Her thoughts halted right there, and she took a deep breath as she felt the tightness in her chest, her mind. Control it, she told herself. The music pounded through her
veins and the room was hot. The room was very hot and too crowded, and she didn’t like all those people anymore. She smiled at Scott warmly just for the sheer hell of it, just to throw him off, and then she said quite pleasantly, “Good night.”
She turned and said goodbye to the other two men who’d been talking animatedly at the other side of the table. Wayne nodded, knowing her too well to say anything or be surprised at her abrupt departure, and Jarred said a polite farewell also, not knowing her well enough to be surprised.
She stood, nodded at Scott silently, noting his lazily raised eyebrow, and knowing that the wheels were clicking away in his head over her strange departure. She turned and walked lightly to the exit, swinging the shoulder length hair off her neck and feeling the slight dampness at the nape, under the heavy mass. Outside she paused at the front door, seeing the black of night and the glare of bright lights. Chicago was hot this summer, she thought, lifting the hair off the back of her neck and thinking without pleasure of her uncomfortable, empty apartment. No air conditioning in ninety degree weather, cooped up in that small living space, torture. Heat.
As she paused on the pavement, undecided, she heard a footfall behind her. Across the parking lot, a car tooted its horn. Traffic was heavy on a Friday night, in this part of the city.

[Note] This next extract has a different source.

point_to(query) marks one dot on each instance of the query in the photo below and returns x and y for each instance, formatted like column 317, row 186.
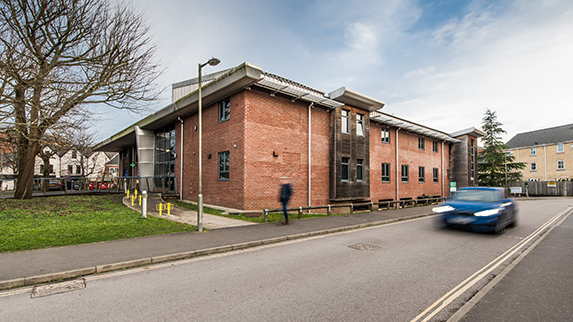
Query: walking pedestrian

Scott’s deep, lazy voice said behind her, “And what are you planning to do now?”
Leslie stood still for a split second and then she stretched deliberately while she held the heavy weight of the hair off her neck, fully aware that Scott was watching her body and slightly appalled at her own recklessness tonight. She smiled. “Probably go home and take a long, cold shower,” she sighed. “Then get out, dry off, and do it again.”